As the European Commission considers reimposing slot usage requirements, airlines have resumed efforts to lobby against any attempt to reinstate even a portion of the so-called “80-20 use it or lose it” rule on the continent and similar regulations worldwide. The rule, which before the pandemic required airlines to use at least 80 percent of their slots or risk losing them to competitors, remains lifted for the time being as a way to protect hub carriers' networks amid Covid-19 travel restrictions. However, the EC now has begun considering partially restoring the rule with a 60 percent use threshold for the winter season.
International Air Transport Association figures show that cross-border traffic measured as a percentage of 2019 levels has shown no improvement since October 2020. In fact, forward bookings in Europe reflect even lower demand for travel this winter than in the same period last year, underscoring the continued need for slot rule waivers. More than 60 percent of international flights operate from Level 3 slot-controlled airports, forming what IATA senior manager of worldwide airport slots Dimiter Zahariev called the backbone of international connectivity and networks.
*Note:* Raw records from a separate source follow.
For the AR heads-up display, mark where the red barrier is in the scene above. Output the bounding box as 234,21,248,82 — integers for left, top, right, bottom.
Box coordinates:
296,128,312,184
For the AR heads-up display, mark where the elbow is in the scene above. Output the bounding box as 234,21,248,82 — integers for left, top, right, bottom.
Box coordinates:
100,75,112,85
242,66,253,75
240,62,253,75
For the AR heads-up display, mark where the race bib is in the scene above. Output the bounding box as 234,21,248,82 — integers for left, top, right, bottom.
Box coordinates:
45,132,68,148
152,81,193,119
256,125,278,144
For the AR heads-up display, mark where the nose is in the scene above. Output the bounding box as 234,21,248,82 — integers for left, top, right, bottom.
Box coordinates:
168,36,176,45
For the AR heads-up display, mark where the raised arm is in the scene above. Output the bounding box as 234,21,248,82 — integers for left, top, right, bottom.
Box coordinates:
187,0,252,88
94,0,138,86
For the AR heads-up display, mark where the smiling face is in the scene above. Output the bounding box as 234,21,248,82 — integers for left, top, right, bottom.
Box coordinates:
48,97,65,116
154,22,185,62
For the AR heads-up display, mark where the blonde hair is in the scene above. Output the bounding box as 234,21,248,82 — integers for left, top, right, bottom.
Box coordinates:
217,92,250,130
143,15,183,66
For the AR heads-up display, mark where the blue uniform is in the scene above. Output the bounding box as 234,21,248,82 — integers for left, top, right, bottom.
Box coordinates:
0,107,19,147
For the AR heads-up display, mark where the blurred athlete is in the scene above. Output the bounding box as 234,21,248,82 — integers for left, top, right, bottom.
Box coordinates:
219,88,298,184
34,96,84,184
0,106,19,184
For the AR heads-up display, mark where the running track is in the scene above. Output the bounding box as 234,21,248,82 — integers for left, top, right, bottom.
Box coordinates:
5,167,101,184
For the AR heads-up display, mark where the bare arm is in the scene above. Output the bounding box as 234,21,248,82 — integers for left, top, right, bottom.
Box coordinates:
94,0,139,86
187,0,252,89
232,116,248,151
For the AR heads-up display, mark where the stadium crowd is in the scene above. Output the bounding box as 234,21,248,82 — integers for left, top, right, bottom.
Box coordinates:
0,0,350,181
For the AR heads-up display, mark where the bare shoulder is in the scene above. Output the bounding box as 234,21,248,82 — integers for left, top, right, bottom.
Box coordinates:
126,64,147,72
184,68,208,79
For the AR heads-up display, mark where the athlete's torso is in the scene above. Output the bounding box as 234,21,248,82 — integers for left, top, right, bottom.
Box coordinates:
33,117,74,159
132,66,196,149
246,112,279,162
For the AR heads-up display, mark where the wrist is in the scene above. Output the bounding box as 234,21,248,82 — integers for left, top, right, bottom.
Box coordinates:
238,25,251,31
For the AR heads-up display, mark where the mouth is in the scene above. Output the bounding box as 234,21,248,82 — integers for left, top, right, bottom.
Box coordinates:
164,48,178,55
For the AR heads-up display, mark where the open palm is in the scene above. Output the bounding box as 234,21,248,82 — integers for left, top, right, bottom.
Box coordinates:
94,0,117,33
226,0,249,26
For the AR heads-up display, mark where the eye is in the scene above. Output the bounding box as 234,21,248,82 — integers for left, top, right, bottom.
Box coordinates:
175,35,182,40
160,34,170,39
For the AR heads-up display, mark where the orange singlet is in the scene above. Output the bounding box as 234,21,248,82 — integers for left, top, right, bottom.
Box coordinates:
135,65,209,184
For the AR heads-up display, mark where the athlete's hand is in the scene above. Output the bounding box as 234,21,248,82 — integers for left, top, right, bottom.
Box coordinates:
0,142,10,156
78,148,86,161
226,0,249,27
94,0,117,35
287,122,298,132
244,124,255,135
“Those hub networks rely on precise slot times at those airports,” said Zahariev. “Our forecast is that international traffic may only recover to 32 percent of 2019 levels in the second half of 2021. And that is the important point here: that Level 3 airports play a very significant [role in] the recovery.”
In the UK, regulators in February eased that country’s 80-20 rule for the summer season to the great relief of airlines such as Virgin Atlantic, a strictly international hub carrier with no domestic traffic on which it can rely to help offset its severe service cuts during the pandemic. As in the EU, authorities in the UK have begun weighing options for the winter season.
Virgin Atlantic vice president of networks, alliances, and commercial planning Rikke Christensen recounted her airline’s “drastic steps” starting in the spring of 2020 to consolidate into just two hubs—London Heathrow and Manchester—and reduce staffing to 47 percent of 2019 levels. From April 10 to July 20 of last year, Virgin Atlantic operated no passenger flights, relying solely on a shift to cargo flying.
“We had to rebuild our entire operation to serve cargo-only routes with passenger aircraft,” she said. “We have been flying over 4,000 cargo-only routes and from the passenger side, when we restarted it, we had to really closely monitor to see where the demand is and try to actively find opportunities.”
Virgin needed to show considerable agility, a trait on which it had to rely to address the multitude of varying border restrictions around the world. The slot usage rule would have hindered the airline’s flexibility at a time it could least afford to do so, and force it to fly routes with no passengers aboard simply to maintain its slot rights, she explained.
“While we are still in this world where there are so many restrictions, so flexibility is actually needed, and we should not talk about removing flexibility before we see the restrictions being moved, because that's the reason that the flexibility is needed,” added Christensen.
“We also don’t know now what is coming in the winter season, and there will be regional differences in the recovery. There could be regions where you have had cargo-only demand that suddenly is no longer viable and passenger demand might not come back because of restrictions. So we are absolutely not in a world right now where we can say that, that we know exactly what to plan…and so full flexibility is absolutely needed.”